Rail News – Regulatory Round-Up

A photograph of a locomotive engine hauling railcars. Trees line either side of the track.

Last week, the Surface Transportation Board and the Transportation Safety Board of Canada took steps that could potentially lead to a modification of existing regulations. Here’s what happened:

Surface Transportation Board welcomes talks with stakeholders on rate review

The Surface Transportation Board (STB) is allowing board members and staff to meet informally with stakeholders over the board’s proposed rule regarding final offer rate review. The proposed rule is part of the proceeding Ex Parte 755.

The Board’s procedures normally don’t allow for discussions between board members and stakeholders, but STB has waived this rule recently as it debates how it should handle certain long-standing issues between the railroads and shippers.

Of particular interest to the Board are comments regarding arbitration and other rate review options for smaller cases.
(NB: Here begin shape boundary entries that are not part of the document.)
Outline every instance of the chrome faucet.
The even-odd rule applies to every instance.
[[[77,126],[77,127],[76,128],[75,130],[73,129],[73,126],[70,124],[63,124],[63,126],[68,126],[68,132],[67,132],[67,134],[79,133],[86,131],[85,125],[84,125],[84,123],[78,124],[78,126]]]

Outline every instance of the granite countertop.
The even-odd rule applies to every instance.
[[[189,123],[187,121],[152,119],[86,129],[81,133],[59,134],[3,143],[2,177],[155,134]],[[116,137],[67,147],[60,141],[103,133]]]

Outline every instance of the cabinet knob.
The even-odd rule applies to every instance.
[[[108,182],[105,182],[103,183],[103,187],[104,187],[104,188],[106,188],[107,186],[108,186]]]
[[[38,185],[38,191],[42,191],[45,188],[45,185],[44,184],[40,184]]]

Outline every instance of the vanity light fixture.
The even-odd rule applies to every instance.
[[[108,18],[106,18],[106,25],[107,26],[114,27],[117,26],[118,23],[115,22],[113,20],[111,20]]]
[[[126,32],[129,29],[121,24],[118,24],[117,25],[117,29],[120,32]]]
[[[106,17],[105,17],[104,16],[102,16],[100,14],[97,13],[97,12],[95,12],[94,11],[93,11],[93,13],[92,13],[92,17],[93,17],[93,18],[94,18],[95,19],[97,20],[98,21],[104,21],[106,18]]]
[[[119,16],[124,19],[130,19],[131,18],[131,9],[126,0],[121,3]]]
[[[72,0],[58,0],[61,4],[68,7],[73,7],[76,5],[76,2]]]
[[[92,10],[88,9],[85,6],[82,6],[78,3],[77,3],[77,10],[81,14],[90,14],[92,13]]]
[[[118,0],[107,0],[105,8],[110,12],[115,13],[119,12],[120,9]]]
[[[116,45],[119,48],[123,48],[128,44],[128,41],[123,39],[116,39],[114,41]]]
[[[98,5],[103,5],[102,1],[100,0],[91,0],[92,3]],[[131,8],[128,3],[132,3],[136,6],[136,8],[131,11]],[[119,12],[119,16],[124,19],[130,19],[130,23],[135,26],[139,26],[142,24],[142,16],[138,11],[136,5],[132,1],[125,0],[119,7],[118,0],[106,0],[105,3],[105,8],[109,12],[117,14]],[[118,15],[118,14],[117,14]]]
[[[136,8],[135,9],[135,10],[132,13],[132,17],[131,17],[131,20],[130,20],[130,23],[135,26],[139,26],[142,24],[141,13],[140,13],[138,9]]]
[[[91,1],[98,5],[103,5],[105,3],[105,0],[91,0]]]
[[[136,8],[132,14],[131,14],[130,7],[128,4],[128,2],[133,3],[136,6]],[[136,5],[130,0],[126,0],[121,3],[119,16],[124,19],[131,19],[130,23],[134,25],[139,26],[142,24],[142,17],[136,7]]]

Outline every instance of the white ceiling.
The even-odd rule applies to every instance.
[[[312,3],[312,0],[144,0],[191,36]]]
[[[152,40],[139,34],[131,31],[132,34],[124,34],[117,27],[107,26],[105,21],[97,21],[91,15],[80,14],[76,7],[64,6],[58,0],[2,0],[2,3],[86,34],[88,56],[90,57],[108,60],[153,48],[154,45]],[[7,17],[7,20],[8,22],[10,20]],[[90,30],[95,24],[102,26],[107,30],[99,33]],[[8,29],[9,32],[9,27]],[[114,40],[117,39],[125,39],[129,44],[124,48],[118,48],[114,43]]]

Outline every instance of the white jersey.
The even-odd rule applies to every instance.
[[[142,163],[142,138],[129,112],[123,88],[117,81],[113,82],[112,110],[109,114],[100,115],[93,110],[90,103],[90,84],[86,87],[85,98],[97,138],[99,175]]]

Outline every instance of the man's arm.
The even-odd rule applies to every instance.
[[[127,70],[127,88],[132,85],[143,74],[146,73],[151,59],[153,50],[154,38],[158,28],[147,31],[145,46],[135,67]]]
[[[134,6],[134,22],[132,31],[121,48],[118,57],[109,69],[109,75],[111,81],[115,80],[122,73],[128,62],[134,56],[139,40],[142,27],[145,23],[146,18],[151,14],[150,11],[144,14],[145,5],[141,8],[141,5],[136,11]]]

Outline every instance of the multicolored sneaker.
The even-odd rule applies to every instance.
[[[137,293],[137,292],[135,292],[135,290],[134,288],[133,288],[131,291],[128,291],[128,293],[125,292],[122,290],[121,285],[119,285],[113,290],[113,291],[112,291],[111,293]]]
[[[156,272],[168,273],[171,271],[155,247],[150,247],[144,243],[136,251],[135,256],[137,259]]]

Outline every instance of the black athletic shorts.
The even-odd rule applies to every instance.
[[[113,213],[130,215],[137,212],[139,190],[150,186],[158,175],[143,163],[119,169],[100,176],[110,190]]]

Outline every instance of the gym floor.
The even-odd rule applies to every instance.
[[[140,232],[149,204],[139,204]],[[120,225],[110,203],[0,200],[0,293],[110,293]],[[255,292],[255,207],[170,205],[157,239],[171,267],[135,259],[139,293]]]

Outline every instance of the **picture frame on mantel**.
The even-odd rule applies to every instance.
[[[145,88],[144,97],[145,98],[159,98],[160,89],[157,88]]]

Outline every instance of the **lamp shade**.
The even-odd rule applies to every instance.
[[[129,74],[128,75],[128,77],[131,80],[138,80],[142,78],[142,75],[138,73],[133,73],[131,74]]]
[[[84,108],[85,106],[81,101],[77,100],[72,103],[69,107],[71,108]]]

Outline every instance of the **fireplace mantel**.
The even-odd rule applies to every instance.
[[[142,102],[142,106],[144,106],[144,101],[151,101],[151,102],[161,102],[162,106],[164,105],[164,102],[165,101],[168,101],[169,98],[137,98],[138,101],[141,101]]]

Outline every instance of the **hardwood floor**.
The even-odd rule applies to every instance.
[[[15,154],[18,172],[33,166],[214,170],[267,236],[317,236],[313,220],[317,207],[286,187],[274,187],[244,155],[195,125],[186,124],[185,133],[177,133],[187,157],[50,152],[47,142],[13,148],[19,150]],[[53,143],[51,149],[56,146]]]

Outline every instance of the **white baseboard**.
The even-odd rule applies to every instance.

STB will open itself up for discussions with stakeholders from June 1 to July 15. It had closed the initial comment period on January 10, but after reviewing the comments, STB is seeking input on how best to establish a new rate review methodology generally. The board also “wishes to explore whether its existing arbitration program could be modified to provide a practical alternative dispute resolution mechanism to address smaller rate disputes,” according to a May 15 notice.

The Board had issued a notice of proposed rulemaking for the final offer rate review in September 2019. The proposed rule calls a new procedure for challenging the reasonableness of railroad rates in smaller cases. According to STB, the Board would decide a case by selecting either the complainant’s or the defendant’s final offer, subject to an expedited procedural schedule that adheres to firm deadlines.  

The existing arbitration guidelines can be found here. STB defines arbitration as an alternative dispute resolution process which allows parties to resolve a dispute in a private setting as opposed to a formal proceeding before the Board. But smaller shippers have argued that the process can be cost-prohibitive. The proposed final offer rate review would use procedural limitations to constrain the cost and complexity of a rate case.

Last week’s decision to seek stakeholders’ comments is just the latest action that the Board has taken to resolve certain long-standing issues. Last month, the Board issued decisions on demurrage and accessorial charges.

Safety Board tells Transport Canada to check brake test

The Transportation Safety Board of Canada (TSB) said on May 12 that it has advised Transport Canada to examine the reliability of an existing test designed to identify ineffective brakes on rail cars. 

Last month, TSB sent a letter to Transport Canada asking the agency to review the effectiveness of the “No. 1 brake test” as the TSB continues to investigate a February 2019 derailment of a Canadian Pacific (NYSE: CP) train near Field, British Columbia. The derailment resulted in the deaths of three train crew members.

The existing brake test requires at least 95% of a train’s air brakes to be operational. 

TSB based its recommendations on two factors. In 2015, CP, Transport Canada and the National Research Council began a research project that gauged the effectiveness of automated train brakes as an alternative or in combination with manual brake tests. The researchers determined that the No. 1 brake test and another type of test yielded vastly different results when studying the data of wheel temperatures..

CP employees had also notified the railway that unit grain trains descending Field Hill in winter operating conditions would sometimes have difficulty in maintaining train speed, even though these trains had passed the No. 1 brake test.

The “test results and the hazard notifications of train braking anomalies on Field Hill both suggest that the No. 1 brake test does not reliably identify ineffective brakes in rail cars,” TSB said in the April 20 letter signed by Paul Treboutat, the director for rail and pipeline investigations for TSB. “Given this information, Transport Canada is advised that an alternate approach to determining the effectiveness of freight car air brakes is required to ensure that departing trains have sufficient effective brakes to operate safely.”

According to TSB, the February 4, 2019 derailment involved a unit grain train that ran uncontrolled, resulting in the derailment of 99 grain cars and two locomotives. The train ran on distributed power with one locomotive as the lead, another in the middle of the 6,677-foot long train and a third locomotive at the tail end. A day earlier, the train’s crew members were unable to control the train at a speed below 15 miles per hour as it traveled on a steep descending grade. The crew had to place the train in energy to stop it, TSB said.